The site is down now, but from looking at wikipedia, you are probably right. (Sorry, I just glanced at the way they were using the matrix before, and assumed they did n matrix multiplies to calculate fib(n)) I think you are also right about the complexity, though people would usually just write log(n) since log(a*b)=log(a)+log(b).

Sorry, I didn't mean log (2n), I meant (log sub 2) n. Or in other words, the computation times is proportional to the number of binary bits in n.

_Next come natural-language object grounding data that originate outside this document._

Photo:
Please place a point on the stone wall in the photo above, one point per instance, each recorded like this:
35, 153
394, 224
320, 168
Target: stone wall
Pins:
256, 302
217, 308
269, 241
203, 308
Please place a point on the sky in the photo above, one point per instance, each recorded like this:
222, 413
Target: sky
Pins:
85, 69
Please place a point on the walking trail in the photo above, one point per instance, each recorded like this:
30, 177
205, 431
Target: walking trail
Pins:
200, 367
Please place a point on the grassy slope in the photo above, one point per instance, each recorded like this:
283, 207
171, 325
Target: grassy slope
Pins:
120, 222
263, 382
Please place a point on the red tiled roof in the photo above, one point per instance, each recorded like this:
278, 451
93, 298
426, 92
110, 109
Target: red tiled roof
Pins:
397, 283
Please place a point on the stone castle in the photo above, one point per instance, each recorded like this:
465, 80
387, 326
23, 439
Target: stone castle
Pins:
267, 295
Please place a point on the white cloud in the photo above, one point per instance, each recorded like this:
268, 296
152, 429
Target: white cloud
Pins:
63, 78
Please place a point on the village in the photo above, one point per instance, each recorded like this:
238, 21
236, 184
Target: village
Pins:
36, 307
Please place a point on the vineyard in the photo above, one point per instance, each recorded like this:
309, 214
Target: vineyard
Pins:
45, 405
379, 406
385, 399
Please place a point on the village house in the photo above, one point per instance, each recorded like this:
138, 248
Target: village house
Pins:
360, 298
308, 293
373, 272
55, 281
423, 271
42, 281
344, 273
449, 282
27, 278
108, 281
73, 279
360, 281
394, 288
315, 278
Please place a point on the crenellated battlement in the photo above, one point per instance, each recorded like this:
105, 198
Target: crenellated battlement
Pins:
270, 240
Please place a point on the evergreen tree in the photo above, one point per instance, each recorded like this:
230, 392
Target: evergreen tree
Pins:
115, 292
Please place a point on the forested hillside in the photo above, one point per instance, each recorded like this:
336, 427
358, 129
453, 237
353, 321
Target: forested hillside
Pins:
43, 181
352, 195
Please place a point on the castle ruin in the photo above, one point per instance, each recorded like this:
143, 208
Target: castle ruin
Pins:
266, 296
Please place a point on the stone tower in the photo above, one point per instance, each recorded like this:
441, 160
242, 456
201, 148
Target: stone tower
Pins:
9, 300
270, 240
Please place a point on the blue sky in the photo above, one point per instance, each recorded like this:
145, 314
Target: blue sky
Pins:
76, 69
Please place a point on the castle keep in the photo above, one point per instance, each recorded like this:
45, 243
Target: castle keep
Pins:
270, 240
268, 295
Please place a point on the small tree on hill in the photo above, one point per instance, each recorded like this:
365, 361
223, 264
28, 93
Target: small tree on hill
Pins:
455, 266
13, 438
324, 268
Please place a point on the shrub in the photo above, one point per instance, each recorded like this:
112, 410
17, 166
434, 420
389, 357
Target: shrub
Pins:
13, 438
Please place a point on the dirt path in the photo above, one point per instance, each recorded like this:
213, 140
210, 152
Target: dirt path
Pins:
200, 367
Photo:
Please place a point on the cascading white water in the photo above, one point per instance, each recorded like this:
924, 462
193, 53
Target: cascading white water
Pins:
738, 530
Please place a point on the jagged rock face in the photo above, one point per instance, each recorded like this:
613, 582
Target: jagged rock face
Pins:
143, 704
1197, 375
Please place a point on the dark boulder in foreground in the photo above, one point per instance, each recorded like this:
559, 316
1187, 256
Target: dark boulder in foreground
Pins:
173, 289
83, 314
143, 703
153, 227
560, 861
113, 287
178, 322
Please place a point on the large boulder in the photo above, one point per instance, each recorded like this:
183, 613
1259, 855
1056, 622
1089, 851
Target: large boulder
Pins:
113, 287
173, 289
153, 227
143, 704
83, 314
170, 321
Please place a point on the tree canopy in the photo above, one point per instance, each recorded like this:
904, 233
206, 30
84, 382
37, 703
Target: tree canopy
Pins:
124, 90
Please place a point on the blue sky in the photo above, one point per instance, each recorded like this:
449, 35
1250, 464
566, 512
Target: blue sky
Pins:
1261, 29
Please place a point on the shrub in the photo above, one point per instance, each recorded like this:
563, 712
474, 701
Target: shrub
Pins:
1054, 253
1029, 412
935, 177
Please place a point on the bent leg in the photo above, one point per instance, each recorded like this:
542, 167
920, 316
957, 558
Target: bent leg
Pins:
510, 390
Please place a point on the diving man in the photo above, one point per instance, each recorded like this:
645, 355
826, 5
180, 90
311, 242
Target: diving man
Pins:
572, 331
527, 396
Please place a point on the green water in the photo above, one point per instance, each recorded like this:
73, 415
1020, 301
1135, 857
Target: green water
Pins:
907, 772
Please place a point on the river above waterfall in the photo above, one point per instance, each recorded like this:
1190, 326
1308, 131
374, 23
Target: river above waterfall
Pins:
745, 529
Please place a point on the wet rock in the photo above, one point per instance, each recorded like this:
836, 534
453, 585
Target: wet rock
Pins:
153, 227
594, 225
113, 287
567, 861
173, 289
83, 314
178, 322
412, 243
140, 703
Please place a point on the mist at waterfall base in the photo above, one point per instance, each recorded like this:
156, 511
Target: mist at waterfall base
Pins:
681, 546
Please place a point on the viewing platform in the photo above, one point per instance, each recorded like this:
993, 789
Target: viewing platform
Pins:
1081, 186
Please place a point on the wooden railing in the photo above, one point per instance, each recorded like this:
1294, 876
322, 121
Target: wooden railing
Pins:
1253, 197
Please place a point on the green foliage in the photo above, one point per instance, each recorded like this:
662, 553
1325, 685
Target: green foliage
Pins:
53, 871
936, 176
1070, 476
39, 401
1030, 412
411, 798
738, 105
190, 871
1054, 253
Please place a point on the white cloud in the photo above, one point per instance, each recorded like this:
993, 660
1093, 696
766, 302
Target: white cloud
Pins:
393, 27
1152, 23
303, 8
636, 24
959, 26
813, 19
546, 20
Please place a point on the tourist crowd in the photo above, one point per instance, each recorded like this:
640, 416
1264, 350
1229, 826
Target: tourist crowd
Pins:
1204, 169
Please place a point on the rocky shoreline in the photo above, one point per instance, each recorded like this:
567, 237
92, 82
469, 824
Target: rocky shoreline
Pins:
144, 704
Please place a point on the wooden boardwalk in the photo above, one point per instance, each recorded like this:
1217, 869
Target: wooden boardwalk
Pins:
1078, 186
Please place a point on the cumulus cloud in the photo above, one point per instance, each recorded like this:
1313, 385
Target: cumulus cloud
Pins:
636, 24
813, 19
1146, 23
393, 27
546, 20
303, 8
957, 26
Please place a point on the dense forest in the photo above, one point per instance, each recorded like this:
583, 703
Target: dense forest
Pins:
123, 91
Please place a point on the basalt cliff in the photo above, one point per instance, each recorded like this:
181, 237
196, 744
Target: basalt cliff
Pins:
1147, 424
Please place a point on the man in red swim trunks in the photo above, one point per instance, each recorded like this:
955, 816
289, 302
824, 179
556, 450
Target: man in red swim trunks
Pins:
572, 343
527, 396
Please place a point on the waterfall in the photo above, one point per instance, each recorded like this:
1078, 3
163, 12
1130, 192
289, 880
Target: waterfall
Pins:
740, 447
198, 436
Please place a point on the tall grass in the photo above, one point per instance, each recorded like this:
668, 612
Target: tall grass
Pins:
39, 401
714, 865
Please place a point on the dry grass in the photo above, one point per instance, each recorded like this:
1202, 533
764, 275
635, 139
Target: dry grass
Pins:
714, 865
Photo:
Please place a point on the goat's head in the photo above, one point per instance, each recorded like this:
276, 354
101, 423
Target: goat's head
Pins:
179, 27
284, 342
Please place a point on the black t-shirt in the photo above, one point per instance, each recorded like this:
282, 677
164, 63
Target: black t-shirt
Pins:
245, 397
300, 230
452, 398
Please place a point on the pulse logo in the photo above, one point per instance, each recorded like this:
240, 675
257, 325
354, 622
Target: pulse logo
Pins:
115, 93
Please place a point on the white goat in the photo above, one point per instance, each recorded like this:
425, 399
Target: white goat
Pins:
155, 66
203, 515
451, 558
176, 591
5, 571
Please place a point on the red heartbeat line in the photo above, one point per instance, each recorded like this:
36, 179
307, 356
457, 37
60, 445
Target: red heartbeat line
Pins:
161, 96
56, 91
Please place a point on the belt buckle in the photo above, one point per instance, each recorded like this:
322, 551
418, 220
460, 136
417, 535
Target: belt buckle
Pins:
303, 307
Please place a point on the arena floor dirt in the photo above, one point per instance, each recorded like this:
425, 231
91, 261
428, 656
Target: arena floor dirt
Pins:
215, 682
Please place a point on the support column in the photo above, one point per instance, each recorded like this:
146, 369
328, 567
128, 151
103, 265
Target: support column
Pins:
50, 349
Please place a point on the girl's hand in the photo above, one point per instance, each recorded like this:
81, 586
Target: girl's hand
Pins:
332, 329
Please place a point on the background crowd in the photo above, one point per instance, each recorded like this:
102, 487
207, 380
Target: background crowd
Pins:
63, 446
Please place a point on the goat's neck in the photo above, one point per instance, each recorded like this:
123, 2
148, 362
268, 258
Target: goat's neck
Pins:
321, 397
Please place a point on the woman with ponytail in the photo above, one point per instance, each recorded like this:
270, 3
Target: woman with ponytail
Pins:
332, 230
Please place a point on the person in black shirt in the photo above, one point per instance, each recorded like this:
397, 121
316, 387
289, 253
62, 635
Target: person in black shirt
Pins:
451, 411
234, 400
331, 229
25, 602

The algorithm is remarkably simple. Given that fib(40) can be extracted from:

           40
    [ 1 1 ]
    [ 1 0 ]

The simplest implementation, as you surmise, is to do 40 matrix multiplications. I don't think that part is dynamic. the dynamic part comes in observing that n^40 = (n^20)^2. This can be followed downward recursively: n^20 = (n^10)^2, n^10 = (n^5)^2, n^5 = (n^2)^2 * n and n^2 = n * n.

So... The actual matrix multiplication is much slower than a simple bignum multiplication, but there are only six such operations to perform.